E a verdade é que cumpre inteiramente. A escrita é clara e eficaz, a narrativa rápida e cheia de "suspense" e a verosimilhança é total: quando acabamos de ler o livro ficamos convencidos de que mais cedo ou mais tarde teremos máquinas que pensam como nós. Toda a história se desenvolve em torno de um génio da informática que desenvolve um protótipo inteligente. Quando está prestes a chegar a resultados interessantes é vítima de uma tentativa de assassínio que o deixa com o cérebro meio desfeito por uma bala. É este personagem renascido das cinzas com a ajuda da implantação de microprocessadores nas zonas danificadas do cérebro — uma espécie de homem-máquina — que acabará por conseguir chegar a Sven, a primeira máquina inteligente. A acção desenvolve-se nos anos 20 do próximo século e está cheia de peripécias que envolvem o complexo militar e industrial, política, alta finança e traições.
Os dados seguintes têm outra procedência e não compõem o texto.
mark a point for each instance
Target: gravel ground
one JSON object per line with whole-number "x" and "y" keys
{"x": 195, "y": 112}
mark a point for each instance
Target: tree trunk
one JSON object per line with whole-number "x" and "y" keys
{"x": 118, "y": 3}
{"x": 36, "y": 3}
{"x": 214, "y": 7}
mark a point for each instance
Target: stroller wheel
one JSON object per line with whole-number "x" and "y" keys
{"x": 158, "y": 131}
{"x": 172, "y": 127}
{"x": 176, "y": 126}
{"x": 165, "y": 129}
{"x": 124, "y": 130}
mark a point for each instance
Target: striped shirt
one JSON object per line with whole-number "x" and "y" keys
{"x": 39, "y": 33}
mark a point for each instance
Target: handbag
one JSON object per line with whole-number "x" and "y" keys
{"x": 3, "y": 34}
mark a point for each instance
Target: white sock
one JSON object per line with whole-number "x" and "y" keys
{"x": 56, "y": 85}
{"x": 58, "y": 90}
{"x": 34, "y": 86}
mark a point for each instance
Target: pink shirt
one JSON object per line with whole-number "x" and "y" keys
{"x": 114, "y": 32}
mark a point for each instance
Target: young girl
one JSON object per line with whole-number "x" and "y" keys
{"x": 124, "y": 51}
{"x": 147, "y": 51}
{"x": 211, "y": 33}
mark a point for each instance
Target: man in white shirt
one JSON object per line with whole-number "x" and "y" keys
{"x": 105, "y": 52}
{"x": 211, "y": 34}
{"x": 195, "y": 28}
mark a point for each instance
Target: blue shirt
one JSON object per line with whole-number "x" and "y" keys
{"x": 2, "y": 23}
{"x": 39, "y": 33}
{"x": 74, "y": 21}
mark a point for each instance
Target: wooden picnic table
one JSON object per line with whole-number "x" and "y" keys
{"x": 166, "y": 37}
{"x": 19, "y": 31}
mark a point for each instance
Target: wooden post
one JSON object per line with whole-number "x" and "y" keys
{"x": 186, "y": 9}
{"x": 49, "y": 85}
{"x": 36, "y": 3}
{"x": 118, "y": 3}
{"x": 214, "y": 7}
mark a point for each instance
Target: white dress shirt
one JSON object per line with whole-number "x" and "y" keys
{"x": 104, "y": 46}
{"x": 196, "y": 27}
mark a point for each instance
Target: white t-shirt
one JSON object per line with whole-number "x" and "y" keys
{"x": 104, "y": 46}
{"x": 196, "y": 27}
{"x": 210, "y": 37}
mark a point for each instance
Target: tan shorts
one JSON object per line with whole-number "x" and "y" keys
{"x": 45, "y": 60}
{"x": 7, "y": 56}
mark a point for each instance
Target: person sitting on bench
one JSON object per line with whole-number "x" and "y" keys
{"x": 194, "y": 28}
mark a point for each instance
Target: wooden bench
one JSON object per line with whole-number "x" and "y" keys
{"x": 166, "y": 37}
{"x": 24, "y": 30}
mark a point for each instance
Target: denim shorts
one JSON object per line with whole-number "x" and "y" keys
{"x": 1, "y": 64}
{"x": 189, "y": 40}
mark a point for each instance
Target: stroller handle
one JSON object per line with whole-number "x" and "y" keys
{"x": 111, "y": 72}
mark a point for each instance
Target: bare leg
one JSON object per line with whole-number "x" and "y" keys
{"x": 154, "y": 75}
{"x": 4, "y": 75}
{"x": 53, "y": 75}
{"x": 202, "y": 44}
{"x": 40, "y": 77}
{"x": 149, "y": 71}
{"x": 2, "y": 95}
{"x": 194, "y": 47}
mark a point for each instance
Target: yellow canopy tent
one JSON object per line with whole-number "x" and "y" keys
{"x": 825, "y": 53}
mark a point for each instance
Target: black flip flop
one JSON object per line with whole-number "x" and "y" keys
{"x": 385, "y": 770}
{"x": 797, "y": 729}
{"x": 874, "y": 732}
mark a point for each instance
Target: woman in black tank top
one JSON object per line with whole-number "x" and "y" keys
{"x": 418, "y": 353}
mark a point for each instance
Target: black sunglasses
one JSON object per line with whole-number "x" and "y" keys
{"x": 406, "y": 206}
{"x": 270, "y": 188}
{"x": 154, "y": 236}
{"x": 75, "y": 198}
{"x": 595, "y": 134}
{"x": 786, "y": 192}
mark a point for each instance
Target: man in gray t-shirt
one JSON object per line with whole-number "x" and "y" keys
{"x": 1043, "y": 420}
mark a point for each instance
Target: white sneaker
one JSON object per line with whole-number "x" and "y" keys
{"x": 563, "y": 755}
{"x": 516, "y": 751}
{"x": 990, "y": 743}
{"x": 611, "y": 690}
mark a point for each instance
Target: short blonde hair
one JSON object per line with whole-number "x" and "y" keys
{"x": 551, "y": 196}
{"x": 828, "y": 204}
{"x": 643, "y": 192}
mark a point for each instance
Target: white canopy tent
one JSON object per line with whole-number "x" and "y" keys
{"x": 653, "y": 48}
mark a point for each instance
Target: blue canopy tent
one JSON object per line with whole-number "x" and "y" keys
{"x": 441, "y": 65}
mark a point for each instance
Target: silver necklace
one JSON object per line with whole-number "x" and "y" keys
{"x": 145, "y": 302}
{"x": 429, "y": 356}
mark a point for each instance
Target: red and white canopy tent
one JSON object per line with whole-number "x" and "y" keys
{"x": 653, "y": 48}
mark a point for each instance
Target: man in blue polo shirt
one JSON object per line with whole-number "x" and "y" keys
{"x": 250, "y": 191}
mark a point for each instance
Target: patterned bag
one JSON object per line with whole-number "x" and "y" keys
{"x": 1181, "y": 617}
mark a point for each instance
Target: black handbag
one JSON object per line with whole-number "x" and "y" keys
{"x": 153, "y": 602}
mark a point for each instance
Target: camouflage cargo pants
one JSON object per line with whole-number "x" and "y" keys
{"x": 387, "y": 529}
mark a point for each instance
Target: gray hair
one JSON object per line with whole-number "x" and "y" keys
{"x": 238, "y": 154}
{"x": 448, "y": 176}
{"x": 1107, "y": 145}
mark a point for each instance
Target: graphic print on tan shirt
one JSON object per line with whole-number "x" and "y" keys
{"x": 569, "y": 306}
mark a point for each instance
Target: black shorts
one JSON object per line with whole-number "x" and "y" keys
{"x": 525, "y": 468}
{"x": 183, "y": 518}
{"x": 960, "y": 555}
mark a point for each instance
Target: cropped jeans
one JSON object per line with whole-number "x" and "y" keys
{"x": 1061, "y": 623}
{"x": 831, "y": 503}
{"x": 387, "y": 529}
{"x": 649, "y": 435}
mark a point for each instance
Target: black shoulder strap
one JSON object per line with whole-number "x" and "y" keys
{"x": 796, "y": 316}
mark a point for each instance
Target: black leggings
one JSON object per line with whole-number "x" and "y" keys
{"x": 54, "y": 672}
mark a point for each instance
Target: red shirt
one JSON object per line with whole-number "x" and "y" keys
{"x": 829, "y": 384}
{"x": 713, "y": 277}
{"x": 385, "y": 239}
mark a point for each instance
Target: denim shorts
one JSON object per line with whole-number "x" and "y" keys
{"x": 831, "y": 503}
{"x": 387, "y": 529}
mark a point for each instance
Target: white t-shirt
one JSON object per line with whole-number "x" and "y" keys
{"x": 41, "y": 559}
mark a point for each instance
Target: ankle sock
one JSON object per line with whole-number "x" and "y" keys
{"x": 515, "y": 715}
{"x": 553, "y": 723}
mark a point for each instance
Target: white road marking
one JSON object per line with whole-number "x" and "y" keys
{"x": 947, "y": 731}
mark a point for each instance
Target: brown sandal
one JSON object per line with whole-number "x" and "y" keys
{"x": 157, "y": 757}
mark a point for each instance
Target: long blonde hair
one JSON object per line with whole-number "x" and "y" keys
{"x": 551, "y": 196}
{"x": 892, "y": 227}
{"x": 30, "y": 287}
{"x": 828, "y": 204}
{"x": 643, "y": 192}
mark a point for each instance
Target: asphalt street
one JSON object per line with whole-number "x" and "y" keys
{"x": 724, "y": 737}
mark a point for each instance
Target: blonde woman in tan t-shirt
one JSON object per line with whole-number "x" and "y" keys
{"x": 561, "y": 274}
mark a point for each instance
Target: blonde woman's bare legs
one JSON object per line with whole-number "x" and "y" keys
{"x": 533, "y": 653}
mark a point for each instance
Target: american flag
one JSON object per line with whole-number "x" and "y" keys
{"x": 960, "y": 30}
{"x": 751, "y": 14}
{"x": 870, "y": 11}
Uma leitura apaixonante.

O título do romance alude a Alan Turing, que propôs em meados do presente século aquilo que ficou conhecido como o "teste de Turing" para determinar se uma certa máquina pode pensar. Nascia assim o projecto da inteligência artificial. Turing é responsável pela existência dos modernos computadores e deve ter sido o único engenheiro que alguma vez publicou um artigo na "Mind", a prestigiada revista de filosofia inglesa. Mas Turing era uma pessoa optimista e achava que as máquinas inteligentes surgiriam por volta do terceiro quartel do presente século. O desprestígio relativo que a inteligência artificial goza hoje em dia deve-se em parte ao facto de as previsões terem falhado redondamente — e falharam redondamente por serem demasiado optimistas. Por enquanto, a inteligência artificial a sério é uma coisa a brincar — só existe na ficção. Quando essa ficção é boa, como neste caso, já não está tudo perdido.